Abstract

Purpose - This study presents an empirical examination of Japan’s short-run and long-run aggregate demand for imports, compared with the study on Korea’s import, using quarterly economic data for the period 2000-2020 including aggregate imports, final consumption expenditure components, investment and relative price of imports. Design/Methodology/Approach - This paper has employed multivariate co-integration procedure and the short-run error correction model to find the existence of a cointegration and the relationship among variables in import demand function. Findings - This paper shows that the variables are all cointegrated and there exist significant differences with reference to different factors of final expenditure. Partial elasticities with respect to government expenditure, investment, exports and import prices are reported to be positive while imports seem to move negatively to changes in private consumption, in contrast to the case of Korea which shows that imports only move negatively with respect to investment. Export appears to indicate a relatively insignificant impact on Japan’s aggregate imports in the long run. However, an vector error correction model demonstrates that only exports have an influence on the imports in the short run while, in Korea, the current period changes in the demand for imports are related only to the previous period changes in relative price of imports.
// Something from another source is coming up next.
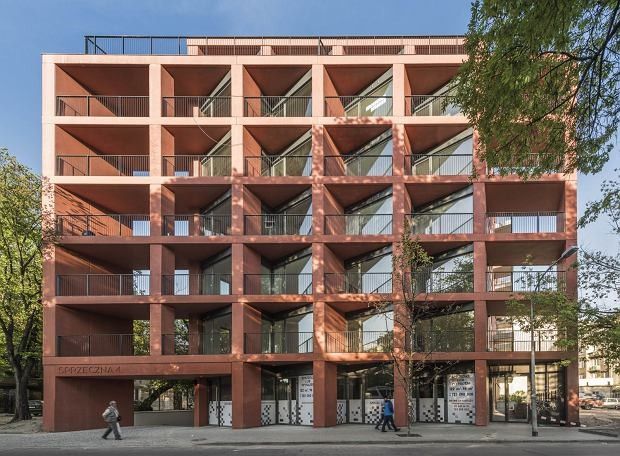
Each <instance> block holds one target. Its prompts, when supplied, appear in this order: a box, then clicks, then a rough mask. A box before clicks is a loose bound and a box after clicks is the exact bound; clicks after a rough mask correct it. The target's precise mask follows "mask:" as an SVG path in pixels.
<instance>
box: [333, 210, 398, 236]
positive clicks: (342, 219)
mask: <svg viewBox="0 0 620 456" xmlns="http://www.w3.org/2000/svg"><path fill="white" fill-rule="evenodd" d="M325 234H327V235H339V234H344V235H348V236H365V235H375V234H385V235H387V234H392V214H335V215H326V216H325Z"/></svg>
Research Implications - This paper provides significant implications for policy makers in a nation seeking to improve the country’s trade balances. Exchange rate policies in Japan appear to have significant long-term impact on Japan’s import demand, but no significant effect in the short term. Policies to increase the private sector consumption could be of a crucial importance in decreasing aggregate imports in the long term, resulting in further improvement in Japan’s balance of trade. In contrast to Japan, the exchange rate scheme has a short-term effect on Korea’s demand for imports but not a long-term impact on the country’s imports while investment component plays a key role in reducing imports in the long run, leading to enhancement in the Korea’s balance of trade.